Christmas tree that holds its needles longer one step closer to your living room

The dream of a no-mess Christmas tree is becoming a reality as Nova Scotia producers prepare to plant special tree seedlings years in the making.

Dalhousie University technology moves out of the lab, and onto the land

This unassuming seedling could mean big things for Nova Scotia's Christmas tree industry. (Jane Blackburn/Christmas Tree Research Council)

The dream of a no-mess Christmas tree is becoming a reality as Nova Scotia producers prepare to plant seedlings years in the making, but the research centre that made it happen is also preparing to close now that the project is complete.

Smart trees are engineered to hold on to their needles for up to three months.
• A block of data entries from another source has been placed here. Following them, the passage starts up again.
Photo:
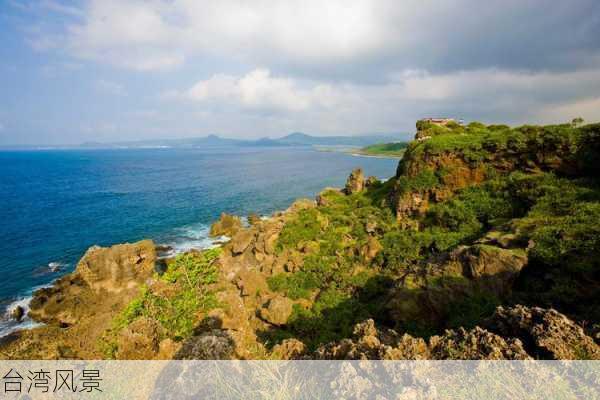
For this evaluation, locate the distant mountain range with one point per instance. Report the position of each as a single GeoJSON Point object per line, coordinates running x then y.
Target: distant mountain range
{"type": "Point", "coordinates": [293, 139]}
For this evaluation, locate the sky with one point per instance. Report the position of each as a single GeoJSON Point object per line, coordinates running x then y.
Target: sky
{"type": "Point", "coordinates": [111, 70]}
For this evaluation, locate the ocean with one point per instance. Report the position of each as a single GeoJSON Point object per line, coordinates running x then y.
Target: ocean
{"type": "Point", "coordinates": [55, 204]}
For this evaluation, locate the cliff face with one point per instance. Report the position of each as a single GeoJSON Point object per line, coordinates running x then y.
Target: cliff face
{"type": "Point", "coordinates": [79, 307]}
{"type": "Point", "coordinates": [484, 245]}
{"type": "Point", "coordinates": [445, 160]}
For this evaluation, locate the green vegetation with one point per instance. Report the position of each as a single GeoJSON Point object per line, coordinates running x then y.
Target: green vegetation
{"type": "Point", "coordinates": [385, 149]}
{"type": "Point", "coordinates": [189, 276]}
{"type": "Point", "coordinates": [542, 193]}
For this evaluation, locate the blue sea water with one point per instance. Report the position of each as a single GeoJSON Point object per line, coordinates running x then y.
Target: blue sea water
{"type": "Point", "coordinates": [56, 204]}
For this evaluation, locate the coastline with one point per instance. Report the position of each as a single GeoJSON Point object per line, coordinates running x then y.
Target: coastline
{"type": "Point", "coordinates": [356, 152]}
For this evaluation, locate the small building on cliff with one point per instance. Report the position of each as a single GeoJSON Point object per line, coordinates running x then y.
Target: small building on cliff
{"type": "Point", "coordinates": [441, 121]}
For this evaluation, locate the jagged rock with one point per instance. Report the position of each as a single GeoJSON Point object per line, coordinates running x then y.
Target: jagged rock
{"type": "Point", "coordinates": [369, 343]}
{"type": "Point", "coordinates": [290, 349]}
{"type": "Point", "coordinates": [167, 349]}
{"type": "Point", "coordinates": [371, 181]}
{"type": "Point", "coordinates": [118, 267]}
{"type": "Point", "coordinates": [241, 240]}
{"type": "Point", "coordinates": [251, 282]}
{"type": "Point", "coordinates": [371, 249]}
{"type": "Point", "coordinates": [227, 225]}
{"type": "Point", "coordinates": [355, 182]}
{"type": "Point", "coordinates": [425, 292]}
{"type": "Point", "coordinates": [18, 313]}
{"type": "Point", "coordinates": [118, 270]}
{"type": "Point", "coordinates": [371, 226]}
{"type": "Point", "coordinates": [140, 340]}
{"type": "Point", "coordinates": [213, 345]}
{"type": "Point", "coordinates": [476, 344]}
{"type": "Point", "coordinates": [253, 218]}
{"type": "Point", "coordinates": [545, 333]}
{"type": "Point", "coordinates": [321, 198]}
{"type": "Point", "coordinates": [277, 310]}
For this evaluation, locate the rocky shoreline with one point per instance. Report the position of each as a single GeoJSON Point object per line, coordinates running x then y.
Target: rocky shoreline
{"type": "Point", "coordinates": [363, 272]}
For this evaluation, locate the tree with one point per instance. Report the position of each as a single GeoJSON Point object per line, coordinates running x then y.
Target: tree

The technology developed by Dalhousie University researchers was officially licensed for commercial use last month, and seedlings are being distributed to growers who will begin planting in the spring. 

Add this to an industry on the rise, and it's an exciting time to be a Christmas tree farmer in Nova Scotia, said Angus Bonnyman.

"This allows us to command a higher price with what's going on in the market now," said Bonnyman, executive director of the Christmas Tree Council of Nova Scotia. "If we can sell more trees, and also replace some of the alternatives, then that would lead to higher sales and better profits for our growers."

Producers will soon be able to grow 'premium trees' they can sell for higher prices, said the executive director of the Christmas Tree Council of Nova Scotia. (Jane Blackburn/Christmas Tree Research Council)

For the past several years, Dr. Raj Lada and his team at the Christmas Tree Research Centre in Bible Hill, N.S., have been replicating the traits of full, sturdy and great smelling trees that naturally hold onto their needles. They've also worked on a way to intercept the hormone that makes needles drop after harvest. 

Centre set to close Dec. 31

Needle drop impacts about 30 per cent of trees, according to Lada, which means small, family-run farms often must ship extra trees to replace the ones that don't make it. 

"We had somewhere close to about 100 to 200 per cent improvement, actually, from those selected parental material," he said.

But as exciting as the results are, it's bittersweet for Lada.

Now that the government-funded projects are complete, the centre is set to close its doors Dec. 31, he said.

Prof. Raj Lada is part of Dalhousie University's faculty of agriculture. (CBC)

Lada hopes to find someone who can bankroll the next era of Christmas tree research, but admits finding funding is one of the biggest challenges. 

"It is so emotional to me, personally, actually because a lot of time has been spent in terms of establishing this centre and the projects," he said.

Out of lab, onto land

The seedlings and cell cultures developed by Lada and his team are being distributed to people like James DeLong, owner of DeLong Farms near New Germany, N.S.

DeLong is president of the SMART Christmas Tree Research Co-operative, a group of more than 100 producers who bought into the idea and are now prepared to reap the rewards.

But the long-time tree farmer, who is "knee-deep in the hoopla right now," said it's not all about making more money. His farm largely focuses on the local market. 

"We here at DeLong Farms do not plan to sell them at a premium price, but we do plan to try to grow a better tree for our consumer," he said. 

Trees shipped further afield

The Nova Scotia industry is doing well thanks to a decrease in supply south of the border, and some wholesale Christmas tree producers are even running out of trees.

Roughly 12,000 hectares of Christmas trees are in production in Nova Scotia. More than a million trees are exported every year, destined for living rooms in places such as the Caribbean, Panama and the U.S.

Bonnyman said with needles that hold on longer, trees can be shipped even further afield.

The industry is now valued at about $52 million annually, according to figures from the Christmas Tree Council of Nova Scotia.

James DeLong doesn't yet know how many seedlings will be distributed this spring by they'll go to members of the SMART Christmas Tree Research Co-operative. (Jane Blackburn/ Christmas Tree Research Council)

But Bonnyman said you won't see smart trees at your local Christmas tree lot next year. 

"It's not like growing carrots. There's quite a long time horizon, so we're looking to get these seedlings into the ground and be able to see the benefits in years in the future."